Let’s be frank: We’re not watching All’s Fair for the plot. We’re watching to obsess over the stunning costumes that deserve their own exhibition at The Met. From sweeping capes to statement hats, money was clearly no object for the Ryan Murphy legal drama, which has delivered Hulu Originals’ biggest scripted series premiere in three years.
Costume designer Paula Bradley, who has worked with Murphy on American Horror Story and Monster: The Ed Gein Story, oversaw the show’s wardrobe, alongside her assistant, Shannon Campbell, and together they created something so magnificent, it kind of doesn’t matter what’s playing out on screen.
“I went to school to study fashion, and not costume designing,” Bradley told The Zoë Report. “My porn is watching people sewing, or the embroidery at Chanel or Dior, Schiaparelli sketches. And so Ryan comes and says, ‘It’s going to be a really high-end fashion show, and it’s going to be contemporary fashion, and this is going to be hard.’ My little heart is like, ‘Yes, yes. Pick me.
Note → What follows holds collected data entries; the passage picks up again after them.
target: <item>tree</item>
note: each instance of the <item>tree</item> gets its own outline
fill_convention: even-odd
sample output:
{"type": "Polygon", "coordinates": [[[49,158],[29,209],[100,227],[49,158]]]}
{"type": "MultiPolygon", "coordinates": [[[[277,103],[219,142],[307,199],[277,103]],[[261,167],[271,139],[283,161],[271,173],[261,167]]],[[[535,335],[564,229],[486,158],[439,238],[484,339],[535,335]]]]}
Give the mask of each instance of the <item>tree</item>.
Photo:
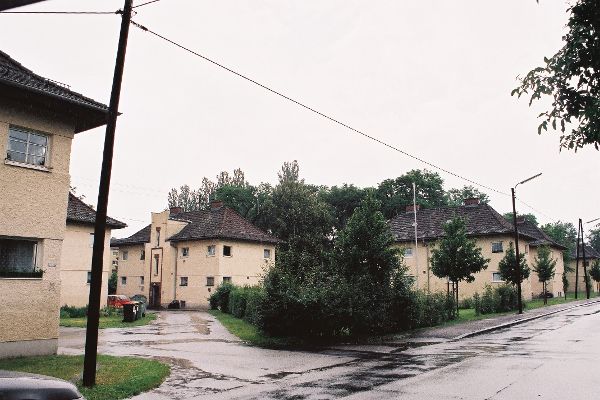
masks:
{"type": "Polygon", "coordinates": [[[568,265],[571,261],[571,253],[575,252],[575,242],[577,241],[575,226],[570,222],[557,221],[542,225],[540,229],[552,240],[567,248],[563,251],[563,263],[565,266],[568,265]]]}
{"type": "Polygon", "coordinates": [[[117,271],[113,271],[108,278],[108,294],[117,293],[117,271]]]}
{"type": "Polygon", "coordinates": [[[437,248],[432,250],[431,271],[438,278],[448,278],[453,283],[458,315],[458,283],[473,282],[474,274],[486,269],[489,259],[483,258],[481,248],[467,237],[465,221],[454,217],[444,224],[444,235],[437,248]]]}
{"type": "Polygon", "coordinates": [[[548,304],[548,296],[546,295],[546,288],[548,281],[554,278],[556,267],[556,260],[552,259],[552,252],[548,246],[538,247],[538,257],[535,257],[535,264],[533,270],[538,276],[538,280],[542,282],[542,296],[544,297],[544,304],[548,304]]]}
{"type": "MultiPolygon", "coordinates": [[[[511,224],[513,223],[513,213],[512,213],[512,211],[504,213],[504,214],[502,214],[502,216],[507,221],[509,221],[511,224]]],[[[529,214],[529,213],[527,213],[527,214],[519,214],[519,213],[517,213],[517,217],[523,218],[523,219],[525,219],[525,221],[530,222],[530,223],[534,224],[535,226],[539,225],[537,217],[535,215],[533,215],[533,214],[529,214]]]]}
{"type": "Polygon", "coordinates": [[[590,230],[590,233],[588,234],[588,243],[594,250],[600,252],[600,228],[590,230]]]}
{"type": "Polygon", "coordinates": [[[322,188],[319,191],[319,196],[331,206],[336,231],[340,231],[346,226],[346,222],[366,198],[368,191],[369,189],[361,189],[347,184],[333,186],[330,189],[322,188]]]}
{"type": "Polygon", "coordinates": [[[590,268],[590,277],[596,282],[596,290],[600,292],[600,260],[596,260],[590,268]]]}
{"type": "Polygon", "coordinates": [[[226,184],[214,192],[214,200],[221,200],[224,205],[238,212],[242,217],[248,217],[256,207],[256,189],[251,185],[226,184]]]}
{"type": "Polygon", "coordinates": [[[488,204],[490,198],[474,186],[463,186],[461,189],[450,189],[446,192],[446,202],[449,206],[462,206],[467,199],[479,199],[481,204],[488,204]]]}
{"type": "Polygon", "coordinates": [[[519,266],[521,267],[521,280],[517,275],[518,270],[515,268],[517,255],[515,254],[515,247],[513,242],[509,242],[508,249],[504,255],[504,258],[498,263],[498,272],[502,275],[502,279],[510,283],[513,286],[523,283],[523,281],[529,278],[529,266],[525,260],[524,254],[519,254],[519,266]]]}
{"type": "Polygon", "coordinates": [[[567,277],[567,272],[567,268],[565,267],[565,270],[562,273],[562,286],[565,300],[567,299],[567,290],[569,290],[569,278],[567,277]]]}
{"type": "Polygon", "coordinates": [[[538,134],[560,130],[561,148],[577,151],[600,144],[600,8],[596,0],[577,0],[572,5],[564,46],[544,66],[530,71],[512,95],[530,95],[529,105],[542,96],[552,106],[542,112],[538,134]],[[570,130],[568,132],[568,130],[570,130]]]}
{"type": "Polygon", "coordinates": [[[412,170],[396,179],[386,179],[376,189],[383,215],[390,219],[404,213],[413,203],[413,182],[417,187],[417,204],[422,207],[446,205],[444,180],[437,172],[412,170]]]}

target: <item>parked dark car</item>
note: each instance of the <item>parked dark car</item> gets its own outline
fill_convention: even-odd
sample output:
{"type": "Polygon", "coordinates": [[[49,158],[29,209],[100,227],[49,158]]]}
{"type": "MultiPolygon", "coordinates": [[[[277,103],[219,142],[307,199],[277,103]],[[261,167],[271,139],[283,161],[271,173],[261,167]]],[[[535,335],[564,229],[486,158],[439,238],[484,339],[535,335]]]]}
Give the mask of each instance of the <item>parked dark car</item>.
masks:
{"type": "Polygon", "coordinates": [[[75,385],[50,376],[0,370],[2,400],[85,400],[75,385]]]}
{"type": "MultiPolygon", "coordinates": [[[[540,292],[540,295],[538,297],[540,299],[543,299],[544,298],[544,292],[540,292]]],[[[553,297],[554,297],[554,293],[546,291],[546,298],[547,299],[551,299],[553,297]]]]}
{"type": "Polygon", "coordinates": [[[148,307],[148,298],[143,294],[134,294],[131,296],[131,301],[138,303],[138,317],[140,319],[146,316],[146,308],[148,307]]]}

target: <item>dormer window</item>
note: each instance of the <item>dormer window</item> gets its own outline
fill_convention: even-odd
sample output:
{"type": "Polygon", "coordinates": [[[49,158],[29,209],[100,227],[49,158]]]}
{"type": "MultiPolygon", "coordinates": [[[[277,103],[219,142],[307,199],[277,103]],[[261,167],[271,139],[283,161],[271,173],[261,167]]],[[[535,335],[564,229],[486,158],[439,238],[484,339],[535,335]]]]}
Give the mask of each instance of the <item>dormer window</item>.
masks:
{"type": "Polygon", "coordinates": [[[8,128],[6,159],[23,164],[45,166],[48,155],[48,136],[25,128],[8,128]]]}

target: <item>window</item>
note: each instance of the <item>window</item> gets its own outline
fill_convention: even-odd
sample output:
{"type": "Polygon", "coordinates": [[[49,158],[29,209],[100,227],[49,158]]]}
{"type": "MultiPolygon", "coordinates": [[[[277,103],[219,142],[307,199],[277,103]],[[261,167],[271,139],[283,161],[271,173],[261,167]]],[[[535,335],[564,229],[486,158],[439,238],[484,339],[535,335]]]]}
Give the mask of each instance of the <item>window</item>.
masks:
{"type": "Polygon", "coordinates": [[[92,271],[88,271],[87,273],[87,283],[92,283],[92,271]]]}
{"type": "Polygon", "coordinates": [[[158,275],[158,261],[160,256],[158,254],[154,255],[154,275],[158,275]]]}
{"type": "Polygon", "coordinates": [[[90,233],[90,247],[94,247],[94,234],[90,233]]]}
{"type": "MultiPolygon", "coordinates": [[[[188,285],[188,277],[187,276],[180,277],[179,278],[179,286],[187,286],[187,285],[188,285]]],[[[208,286],[208,284],[207,284],[207,286],[208,286]]]]}
{"type": "Polygon", "coordinates": [[[160,227],[156,228],[156,247],[160,247],[160,227]]]}
{"type": "Polygon", "coordinates": [[[24,128],[8,128],[6,159],[32,165],[46,165],[48,136],[24,128]]]}
{"type": "Polygon", "coordinates": [[[118,251],[113,251],[112,254],[113,254],[113,257],[119,257],[119,252],[118,251]]]}
{"type": "Polygon", "coordinates": [[[187,257],[190,255],[190,248],[189,247],[182,247],[181,248],[181,256],[182,257],[187,257]]]}
{"type": "Polygon", "coordinates": [[[140,251],[140,260],[145,260],[146,259],[146,250],[142,250],[140,251]]]}
{"type": "Polygon", "coordinates": [[[223,277],[223,283],[231,283],[231,277],[230,276],[224,276],[223,277]]]}
{"type": "Polygon", "coordinates": [[[217,249],[217,246],[215,246],[214,244],[211,244],[210,246],[207,247],[206,254],[209,256],[214,256],[216,253],[216,249],[217,249]]]}
{"type": "Polygon", "coordinates": [[[121,285],[123,285],[123,286],[127,285],[127,277],[126,276],[121,277],[121,285]]]}
{"type": "Polygon", "coordinates": [[[271,258],[271,249],[264,249],[263,250],[263,257],[264,258],[271,258]]]}
{"type": "Polygon", "coordinates": [[[412,247],[404,249],[404,257],[412,257],[412,256],[413,256],[412,247]]]}
{"type": "Polygon", "coordinates": [[[504,282],[502,274],[500,272],[492,272],[492,282],[504,282]]]}
{"type": "Polygon", "coordinates": [[[0,276],[13,278],[39,278],[37,270],[37,242],[29,240],[0,239],[0,276]]]}
{"type": "Polygon", "coordinates": [[[140,285],[143,285],[143,284],[144,284],[144,277],[140,276],[140,285]]]}
{"type": "Polygon", "coordinates": [[[215,286],[215,277],[214,276],[206,277],[206,286],[215,286]]]}
{"type": "Polygon", "coordinates": [[[528,244],[525,245],[525,254],[527,254],[527,253],[529,253],[529,245],[528,244]]]}
{"type": "Polygon", "coordinates": [[[492,242],[492,253],[502,253],[502,242],[492,242]]]}
{"type": "Polygon", "coordinates": [[[122,257],[122,258],[123,258],[123,261],[127,260],[127,258],[128,258],[128,257],[129,257],[129,251],[125,250],[125,251],[123,252],[123,257],[122,257]]]}
{"type": "Polygon", "coordinates": [[[231,257],[231,246],[223,246],[223,256],[231,257]]]}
Pick me.’”
Murphy picked right, because series stars Glenn Close, Kim Kardashian, Niecy Nash-Betts, Sarah Paulson, Teyana Taylor, and Naomi Watts have never looked so incredible, which is saying something for the always-fashion forward stars.
Of course, All’s Fair doesn’t start off so fashion-forward, as the opening scene is set 10 years in the past. Kardashian’s Allura Grant, Watts’s Liberty Ronson, Nash-Bett’s Emerald Greene, Paulson’s Carrington Lane, and Close’s Dina Standish work at a male-dominated law firm, afraid to stand out. The suits are tailored, but drab, indicative of the frustrations the characters face on a daily basis. It isn’t until they open their own powerhouse practice that they’re truly free to shine.